Wirtschaftsminister Tarek Al-Wazir (Grüne) warnte vor einer "monatelangen Hängepartie", bei der die Mitarbeiter nicht wüssten, wie es mit ihren Arbeitsplätzen weitergehe. "Opel war auf dem Weg der Besserung", sagte Al-Wazir. Die Landesregierung habe Interesse daran, dass diese gute Entwicklung weitergehe.

Der Vorsitzende der SPD-Landtagsfraktion, Thorsten Schäfer-Gümbel, sieht in dem möglichen Zusammenschluss die Chance, "einen neuen Hersteller zu formen, der sich erfolgreich auf seine Stärken fokussiert". Er erwarte jedoch, dass die deutschen Standorte - insbesondere der Stammsitz in Rüsselsheim mit dem Entwicklungszentrum - erhalten blieben. Auch die Fraktionsvorsitzende der Linken im Landtag, Janine Wissler, forderte, "dass mögliche Veränderungen bei Opel vor allem eine tragfähige Zukunft für die Opel-Beschäftigten in Hessen und ganz Europa bieten müssen".

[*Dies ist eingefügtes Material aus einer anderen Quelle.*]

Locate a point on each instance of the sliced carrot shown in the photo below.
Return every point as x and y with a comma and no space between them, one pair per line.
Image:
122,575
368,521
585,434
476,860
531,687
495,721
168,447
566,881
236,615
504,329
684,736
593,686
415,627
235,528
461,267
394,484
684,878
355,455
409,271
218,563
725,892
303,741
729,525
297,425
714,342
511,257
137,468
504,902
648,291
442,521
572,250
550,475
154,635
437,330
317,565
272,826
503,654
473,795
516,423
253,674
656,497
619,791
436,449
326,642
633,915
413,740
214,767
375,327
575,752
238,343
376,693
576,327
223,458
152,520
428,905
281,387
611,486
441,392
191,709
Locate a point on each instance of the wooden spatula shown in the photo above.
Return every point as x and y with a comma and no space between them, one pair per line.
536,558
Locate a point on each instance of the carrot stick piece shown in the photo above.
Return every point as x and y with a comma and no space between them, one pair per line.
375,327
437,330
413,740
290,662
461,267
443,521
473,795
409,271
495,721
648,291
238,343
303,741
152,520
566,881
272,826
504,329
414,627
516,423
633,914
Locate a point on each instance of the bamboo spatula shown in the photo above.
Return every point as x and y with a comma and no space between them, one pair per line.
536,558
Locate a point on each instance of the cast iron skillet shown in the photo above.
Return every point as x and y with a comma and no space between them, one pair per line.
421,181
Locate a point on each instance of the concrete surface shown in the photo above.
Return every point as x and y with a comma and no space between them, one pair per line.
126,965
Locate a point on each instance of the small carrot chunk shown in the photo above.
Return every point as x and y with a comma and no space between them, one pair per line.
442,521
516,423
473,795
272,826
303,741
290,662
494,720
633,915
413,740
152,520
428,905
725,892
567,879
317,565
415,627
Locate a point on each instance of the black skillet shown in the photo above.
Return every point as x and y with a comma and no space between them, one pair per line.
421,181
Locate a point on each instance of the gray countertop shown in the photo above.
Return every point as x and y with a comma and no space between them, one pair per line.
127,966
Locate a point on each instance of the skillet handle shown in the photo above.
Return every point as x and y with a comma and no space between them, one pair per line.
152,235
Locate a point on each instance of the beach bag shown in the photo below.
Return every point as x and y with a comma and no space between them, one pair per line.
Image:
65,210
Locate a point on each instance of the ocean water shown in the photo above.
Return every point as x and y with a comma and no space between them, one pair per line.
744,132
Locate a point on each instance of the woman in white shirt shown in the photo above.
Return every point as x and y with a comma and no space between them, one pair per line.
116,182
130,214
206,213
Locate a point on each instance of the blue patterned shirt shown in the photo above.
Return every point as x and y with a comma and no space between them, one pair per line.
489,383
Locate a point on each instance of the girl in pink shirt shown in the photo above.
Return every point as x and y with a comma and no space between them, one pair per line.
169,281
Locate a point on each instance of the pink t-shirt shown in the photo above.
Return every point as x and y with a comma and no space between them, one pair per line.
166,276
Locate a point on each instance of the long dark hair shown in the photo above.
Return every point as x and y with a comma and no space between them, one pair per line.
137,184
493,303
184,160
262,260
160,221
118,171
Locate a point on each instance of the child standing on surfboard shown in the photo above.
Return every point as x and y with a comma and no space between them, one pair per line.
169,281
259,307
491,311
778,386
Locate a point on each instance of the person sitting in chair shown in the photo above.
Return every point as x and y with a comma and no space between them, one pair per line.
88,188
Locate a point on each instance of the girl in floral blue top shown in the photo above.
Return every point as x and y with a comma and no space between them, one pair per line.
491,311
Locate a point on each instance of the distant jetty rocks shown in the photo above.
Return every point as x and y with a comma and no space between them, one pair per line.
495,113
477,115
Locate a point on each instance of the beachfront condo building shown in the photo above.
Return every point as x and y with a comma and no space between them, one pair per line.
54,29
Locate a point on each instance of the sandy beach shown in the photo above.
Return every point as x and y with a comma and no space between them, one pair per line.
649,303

Der wirtschaftspolitische Sprecher der Grünen-Fraktion, Kai Klose, wies daraufhin, dass sich Opel seit Jahren auf einem guten Weg befinde. "Der Imagewandel ist vollzogen. Heute steht das Unternehmen wieder für moderne Autos von guter Qualität." Auf diesem Erfolg könne das Unternehmen aufbauen, wenn es von seinen Eigentümern den nötigen Freiraum erhalte.

Der wirtschaftspolitische Sprecher der FDP-Landtagsfraktion, Jürgen Lenders, erklärte: "Es liegt im Interesse der hessischen Automobilwirtschaft, zu der auch viele Zulieferunternehmen gehören, dass Opel seine Wachstumsstrategie fortsetzen kann."